Criminalising a way of life: The Police Powers and Protection Bill

Posted on 9th February 2021

In 2004, Sir Trevor Philips, then Chair of The Commission for Racial Equality, described discrimination against Gypsy, Roma and Traveller (GRT) communities as ‘the last respectable form of racism’ in the UK. Members of the GRT community are protected from race discrimination by the Equality Act 2010, and yet a 2017 report by the Traveller Movement found that 91% of GRT individuals had experienced discrimination because of their ethnicity, 77% had experienced hate speech or hate crime, and, perhaps most worrying for legal aid lawyers, 77% had not sought legal help after experiencing discrimination.

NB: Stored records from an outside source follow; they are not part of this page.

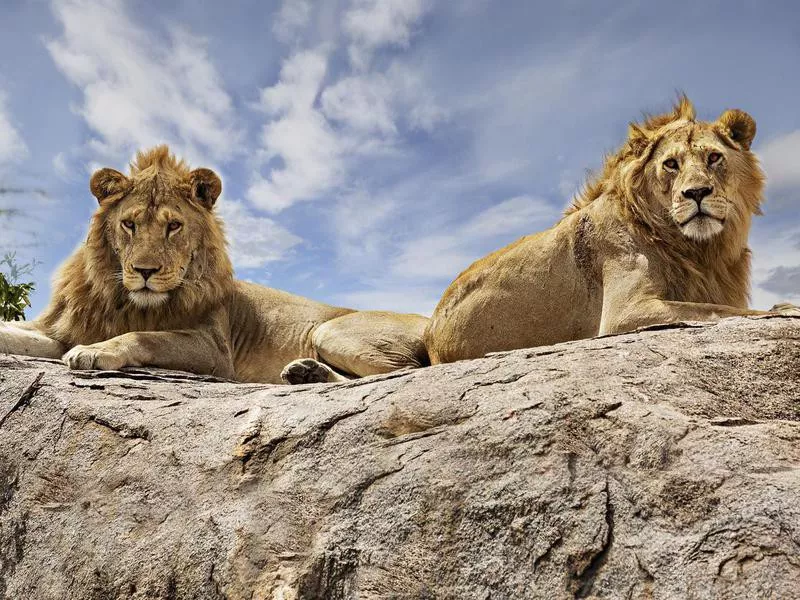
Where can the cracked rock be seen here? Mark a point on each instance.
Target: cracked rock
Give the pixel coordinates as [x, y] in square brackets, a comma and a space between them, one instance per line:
[659, 464]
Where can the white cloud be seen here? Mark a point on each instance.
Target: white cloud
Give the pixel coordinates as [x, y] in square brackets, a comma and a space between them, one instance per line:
[291, 18]
[774, 255]
[254, 241]
[315, 133]
[403, 299]
[298, 136]
[363, 103]
[138, 90]
[12, 146]
[443, 256]
[781, 161]
[372, 24]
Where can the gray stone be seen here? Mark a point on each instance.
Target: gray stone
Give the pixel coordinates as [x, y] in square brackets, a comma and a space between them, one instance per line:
[659, 464]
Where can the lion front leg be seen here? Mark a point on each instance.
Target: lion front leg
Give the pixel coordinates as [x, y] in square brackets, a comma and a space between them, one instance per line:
[634, 315]
[25, 338]
[308, 370]
[197, 351]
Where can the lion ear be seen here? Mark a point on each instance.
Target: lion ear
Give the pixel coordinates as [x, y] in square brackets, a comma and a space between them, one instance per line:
[637, 138]
[206, 186]
[107, 182]
[739, 126]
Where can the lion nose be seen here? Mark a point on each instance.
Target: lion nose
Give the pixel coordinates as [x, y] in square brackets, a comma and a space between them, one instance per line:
[146, 273]
[697, 194]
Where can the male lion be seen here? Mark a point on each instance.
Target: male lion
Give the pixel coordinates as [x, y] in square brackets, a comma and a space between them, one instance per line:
[153, 285]
[660, 236]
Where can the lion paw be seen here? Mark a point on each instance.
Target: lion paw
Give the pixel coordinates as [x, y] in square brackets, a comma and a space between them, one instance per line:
[92, 357]
[307, 370]
[786, 309]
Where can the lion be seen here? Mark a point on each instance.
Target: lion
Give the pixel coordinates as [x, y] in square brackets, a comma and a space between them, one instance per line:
[660, 236]
[153, 285]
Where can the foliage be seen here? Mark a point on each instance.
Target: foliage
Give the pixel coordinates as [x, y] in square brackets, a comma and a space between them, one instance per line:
[14, 296]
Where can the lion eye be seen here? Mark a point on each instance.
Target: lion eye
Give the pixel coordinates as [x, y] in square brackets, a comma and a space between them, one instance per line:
[671, 163]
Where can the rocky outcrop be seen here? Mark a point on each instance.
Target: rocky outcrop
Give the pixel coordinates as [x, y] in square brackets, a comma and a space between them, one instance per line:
[660, 464]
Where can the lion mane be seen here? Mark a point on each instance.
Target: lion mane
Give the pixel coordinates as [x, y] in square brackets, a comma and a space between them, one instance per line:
[659, 235]
[683, 261]
[89, 307]
[153, 285]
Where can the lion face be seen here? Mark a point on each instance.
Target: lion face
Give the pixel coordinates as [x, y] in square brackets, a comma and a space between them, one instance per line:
[691, 167]
[156, 221]
[702, 174]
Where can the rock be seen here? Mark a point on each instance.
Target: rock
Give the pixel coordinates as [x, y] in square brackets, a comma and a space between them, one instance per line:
[659, 464]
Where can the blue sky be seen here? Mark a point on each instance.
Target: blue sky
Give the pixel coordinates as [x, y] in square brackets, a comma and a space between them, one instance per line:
[372, 149]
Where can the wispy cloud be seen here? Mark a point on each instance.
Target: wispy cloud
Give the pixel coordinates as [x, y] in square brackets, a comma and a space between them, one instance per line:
[139, 90]
[254, 240]
[781, 160]
[300, 150]
[12, 146]
[320, 123]
[443, 256]
[291, 18]
[373, 24]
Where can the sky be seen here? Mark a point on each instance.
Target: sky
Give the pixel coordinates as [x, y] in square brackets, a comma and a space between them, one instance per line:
[370, 150]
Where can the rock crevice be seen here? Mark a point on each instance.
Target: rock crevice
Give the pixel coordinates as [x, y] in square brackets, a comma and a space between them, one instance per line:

Rather than seek to address the discrimination faced by these marginalised communities, it appears the government plans to punish them further by introducing legislation which includes proposals to criminalise trespass and the act of setting up an ‘unauthorised’ encampment. The Police Powers and Protections Bill, which has been consulted on and is due to be published soon, seeks to implement a 2019 Conservative Party Manifesto pledge to “give the police new powers to arrest and seize the property and vehicles of trespassers who set up unauthorised encampment” and to ‘make intentional trespass a criminal offence.’ Trespass is currently governed by civil law and upgrading trespass to a criminal offence would have significant ramifications for protesters, the homeless and GRT communities in particular. The Police Powers and Protections Bill is one of a raft of increasingly authoritarian Bills introduced by this government, others of which have garnered more media attention, such as the ‘Spy Cops’ Bill and the Overseas Operation Bill, the former of which was characterised by Labour peer and prominent human rights lawyer Shami Chakrabarti as “one of the most dangerous pieces of legislation I’ve seen.”

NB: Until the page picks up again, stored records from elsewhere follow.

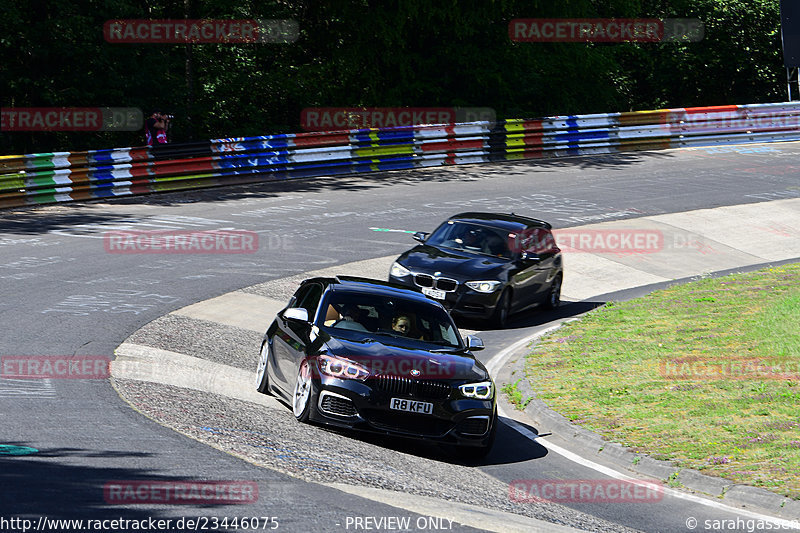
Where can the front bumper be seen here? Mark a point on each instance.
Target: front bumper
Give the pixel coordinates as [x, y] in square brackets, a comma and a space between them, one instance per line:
[363, 406]
[464, 302]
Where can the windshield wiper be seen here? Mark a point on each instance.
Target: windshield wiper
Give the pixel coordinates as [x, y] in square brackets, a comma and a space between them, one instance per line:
[453, 349]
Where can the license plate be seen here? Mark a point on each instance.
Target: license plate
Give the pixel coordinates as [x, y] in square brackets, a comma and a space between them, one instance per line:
[411, 406]
[433, 293]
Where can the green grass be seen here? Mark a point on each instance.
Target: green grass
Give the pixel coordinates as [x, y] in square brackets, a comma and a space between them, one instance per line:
[706, 374]
[514, 395]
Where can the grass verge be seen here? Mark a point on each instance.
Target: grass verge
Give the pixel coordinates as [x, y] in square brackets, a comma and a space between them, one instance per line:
[706, 374]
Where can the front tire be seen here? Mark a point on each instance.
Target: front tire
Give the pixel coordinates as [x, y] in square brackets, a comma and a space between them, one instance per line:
[554, 295]
[502, 310]
[301, 400]
[262, 378]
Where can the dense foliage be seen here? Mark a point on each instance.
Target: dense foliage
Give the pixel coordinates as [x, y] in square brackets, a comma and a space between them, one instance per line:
[374, 53]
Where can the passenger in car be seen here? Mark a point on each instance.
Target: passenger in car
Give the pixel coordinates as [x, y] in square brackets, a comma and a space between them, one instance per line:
[401, 324]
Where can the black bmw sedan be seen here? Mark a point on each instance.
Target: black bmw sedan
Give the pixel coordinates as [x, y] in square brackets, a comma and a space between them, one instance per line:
[372, 356]
[485, 265]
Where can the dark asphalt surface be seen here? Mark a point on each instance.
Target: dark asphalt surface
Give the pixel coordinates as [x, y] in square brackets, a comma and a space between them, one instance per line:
[65, 295]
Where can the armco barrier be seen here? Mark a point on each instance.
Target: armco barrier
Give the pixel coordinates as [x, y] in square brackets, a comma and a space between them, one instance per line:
[67, 176]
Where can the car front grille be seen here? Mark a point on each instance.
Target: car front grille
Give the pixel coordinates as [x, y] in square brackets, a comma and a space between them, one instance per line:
[431, 282]
[337, 405]
[416, 388]
[474, 425]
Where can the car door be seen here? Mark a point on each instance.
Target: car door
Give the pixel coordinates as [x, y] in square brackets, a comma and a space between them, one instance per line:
[531, 269]
[291, 336]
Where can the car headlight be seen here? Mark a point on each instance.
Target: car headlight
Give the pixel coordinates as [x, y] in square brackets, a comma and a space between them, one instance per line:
[483, 286]
[399, 271]
[482, 391]
[337, 367]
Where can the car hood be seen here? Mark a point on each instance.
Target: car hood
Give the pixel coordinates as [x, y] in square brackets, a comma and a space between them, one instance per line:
[379, 356]
[457, 263]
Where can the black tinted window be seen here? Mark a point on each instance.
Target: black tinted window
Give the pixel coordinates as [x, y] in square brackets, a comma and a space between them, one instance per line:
[472, 238]
[356, 315]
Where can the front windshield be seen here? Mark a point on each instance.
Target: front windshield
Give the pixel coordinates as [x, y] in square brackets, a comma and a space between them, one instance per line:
[396, 320]
[472, 238]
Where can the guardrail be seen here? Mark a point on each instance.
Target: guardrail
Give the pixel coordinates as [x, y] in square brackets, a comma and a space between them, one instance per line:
[96, 174]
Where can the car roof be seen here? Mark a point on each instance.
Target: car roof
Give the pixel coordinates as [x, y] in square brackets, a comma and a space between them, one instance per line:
[371, 286]
[506, 221]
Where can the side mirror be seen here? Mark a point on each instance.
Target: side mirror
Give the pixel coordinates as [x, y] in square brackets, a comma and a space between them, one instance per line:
[474, 343]
[296, 314]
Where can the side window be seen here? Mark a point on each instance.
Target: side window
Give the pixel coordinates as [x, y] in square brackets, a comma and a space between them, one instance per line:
[538, 241]
[309, 299]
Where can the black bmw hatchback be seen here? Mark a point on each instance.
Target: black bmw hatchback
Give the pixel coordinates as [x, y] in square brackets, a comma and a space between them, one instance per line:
[368, 355]
[485, 265]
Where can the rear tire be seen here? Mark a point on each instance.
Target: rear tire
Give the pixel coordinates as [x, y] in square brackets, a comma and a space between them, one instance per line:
[262, 378]
[554, 294]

Despite the relative lack of media attention to the Police Powers and Protections Bill, an unlikely coalition has emerged opposing the proposed legislation. On 18 January 2021, a letter was sent to the Home Secretary denouncing the government’s proposals to criminalise trespass as “an extreme, illiberal and unnecessary attack on ancient freedoms.” Signatories to the letter range from advocacy groups such as Homeless Link and Friends Families and Travellers to outdoor sports governing bodies such as the British Mountaineering Council and British Canoeing. The letter raises concerns that “criminalising trespass or increasing police powers of eviction would compound the inequalities experienced” by GRT communities. The letter also suggests that ‘extending the definition of “unauthorised encampment” would have the effect of criminalising the increasing numbers of rough sleepers living in makeshift shelters or tents.’

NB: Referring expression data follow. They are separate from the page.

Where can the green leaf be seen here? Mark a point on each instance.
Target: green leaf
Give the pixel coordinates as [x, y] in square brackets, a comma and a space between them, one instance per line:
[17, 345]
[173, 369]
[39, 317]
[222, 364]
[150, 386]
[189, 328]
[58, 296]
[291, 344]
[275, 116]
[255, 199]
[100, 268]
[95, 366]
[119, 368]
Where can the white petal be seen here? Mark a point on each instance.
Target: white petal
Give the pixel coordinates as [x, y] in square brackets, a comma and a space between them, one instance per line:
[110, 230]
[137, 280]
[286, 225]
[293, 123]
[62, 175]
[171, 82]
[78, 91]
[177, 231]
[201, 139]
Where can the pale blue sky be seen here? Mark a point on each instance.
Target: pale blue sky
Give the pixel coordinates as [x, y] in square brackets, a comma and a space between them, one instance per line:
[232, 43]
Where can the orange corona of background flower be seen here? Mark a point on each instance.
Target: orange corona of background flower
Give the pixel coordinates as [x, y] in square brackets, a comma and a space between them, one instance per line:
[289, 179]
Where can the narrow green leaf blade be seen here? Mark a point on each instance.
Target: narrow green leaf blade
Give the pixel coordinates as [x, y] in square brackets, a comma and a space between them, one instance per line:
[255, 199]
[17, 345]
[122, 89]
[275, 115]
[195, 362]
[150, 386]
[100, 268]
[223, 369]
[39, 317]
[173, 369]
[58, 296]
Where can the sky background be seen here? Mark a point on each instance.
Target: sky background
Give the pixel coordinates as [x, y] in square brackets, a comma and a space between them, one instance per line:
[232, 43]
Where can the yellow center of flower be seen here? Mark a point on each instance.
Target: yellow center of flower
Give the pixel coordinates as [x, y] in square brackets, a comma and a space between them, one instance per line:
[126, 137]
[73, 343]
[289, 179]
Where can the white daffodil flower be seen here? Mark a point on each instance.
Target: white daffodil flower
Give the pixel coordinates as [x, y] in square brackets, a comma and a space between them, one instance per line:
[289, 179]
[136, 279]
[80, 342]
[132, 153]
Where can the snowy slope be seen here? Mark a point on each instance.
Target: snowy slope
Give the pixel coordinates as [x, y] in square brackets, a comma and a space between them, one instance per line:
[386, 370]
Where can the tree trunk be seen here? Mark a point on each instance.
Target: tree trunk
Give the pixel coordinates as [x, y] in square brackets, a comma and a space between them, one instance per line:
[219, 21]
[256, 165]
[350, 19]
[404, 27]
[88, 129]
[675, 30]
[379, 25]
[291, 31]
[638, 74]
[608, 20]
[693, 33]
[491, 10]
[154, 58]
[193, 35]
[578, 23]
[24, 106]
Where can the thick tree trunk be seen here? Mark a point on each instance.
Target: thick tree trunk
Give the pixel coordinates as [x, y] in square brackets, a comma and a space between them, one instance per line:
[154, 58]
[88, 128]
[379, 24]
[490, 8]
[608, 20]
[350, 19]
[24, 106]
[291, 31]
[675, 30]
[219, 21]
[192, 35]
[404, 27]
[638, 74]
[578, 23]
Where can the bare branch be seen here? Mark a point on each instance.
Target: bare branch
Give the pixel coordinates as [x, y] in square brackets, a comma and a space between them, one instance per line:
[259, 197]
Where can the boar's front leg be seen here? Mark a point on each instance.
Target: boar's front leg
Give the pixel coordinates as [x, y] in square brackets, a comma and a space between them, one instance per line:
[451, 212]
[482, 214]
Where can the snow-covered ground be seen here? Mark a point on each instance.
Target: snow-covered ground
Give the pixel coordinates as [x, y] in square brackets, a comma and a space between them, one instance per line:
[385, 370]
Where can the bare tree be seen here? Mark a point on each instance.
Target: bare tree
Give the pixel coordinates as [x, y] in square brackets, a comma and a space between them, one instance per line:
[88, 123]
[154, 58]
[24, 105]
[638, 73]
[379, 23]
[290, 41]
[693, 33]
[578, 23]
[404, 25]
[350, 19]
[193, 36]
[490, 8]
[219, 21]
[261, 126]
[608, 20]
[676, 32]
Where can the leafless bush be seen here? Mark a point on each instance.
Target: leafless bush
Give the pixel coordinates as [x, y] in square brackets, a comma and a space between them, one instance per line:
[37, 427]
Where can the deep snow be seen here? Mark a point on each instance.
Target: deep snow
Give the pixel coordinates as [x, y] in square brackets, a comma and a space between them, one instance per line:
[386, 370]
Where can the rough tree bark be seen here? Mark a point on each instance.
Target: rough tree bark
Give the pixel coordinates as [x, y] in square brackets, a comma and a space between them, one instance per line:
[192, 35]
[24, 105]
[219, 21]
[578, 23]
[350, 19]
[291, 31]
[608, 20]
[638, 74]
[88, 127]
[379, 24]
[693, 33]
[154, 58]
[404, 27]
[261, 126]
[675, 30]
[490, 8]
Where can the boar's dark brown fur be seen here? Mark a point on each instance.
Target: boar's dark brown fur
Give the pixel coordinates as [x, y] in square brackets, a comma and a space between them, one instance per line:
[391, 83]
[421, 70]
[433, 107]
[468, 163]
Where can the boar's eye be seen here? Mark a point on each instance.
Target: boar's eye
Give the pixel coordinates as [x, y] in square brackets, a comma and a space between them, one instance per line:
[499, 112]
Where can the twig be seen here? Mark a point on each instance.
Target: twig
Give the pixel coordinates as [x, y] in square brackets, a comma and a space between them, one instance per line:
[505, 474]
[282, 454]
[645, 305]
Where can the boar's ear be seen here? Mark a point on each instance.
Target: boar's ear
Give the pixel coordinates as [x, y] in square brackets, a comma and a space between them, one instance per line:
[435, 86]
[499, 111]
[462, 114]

As the composition of the unlikely coalition opposing the legislation suggests, the proposals in the Bill not only represent an attack on GRT communities, but also on the rights of everyone to freely access, explore and enjoy the British countryside without fear of prosecution. As the letter states, criminalising trespass would “send a signal that the countryside is not an open resource accessible to all but a place of complex rules and regulations, where stepping off a public path could lead to a criminal sentence.” For those with an interest in British legal history, legislation that might have the twin effects of criminalising the homeless and restricting the rights of people to access the countryside is uncomfortably reminiscent of two of the most controversial legislative developments in British history: the Vagrancy Act of 1824 which criminalises the very act of being homeless and remains in force to this day (for now); and Enclosure, the bitterly fought centuries-long legal process in which the commons were privatised and the rights of ordinary people to access and make use of the land severely repressed.

As legal aid lawyers who act for members of the GRT community in disputes ranging from eviction to discrimination, we are deeply concerned that the Police Powers and Protection Bill will represent a huge step backwards for these communities and urge the government to reconsider their commitment to criminalise trespass and unauthorised encampments.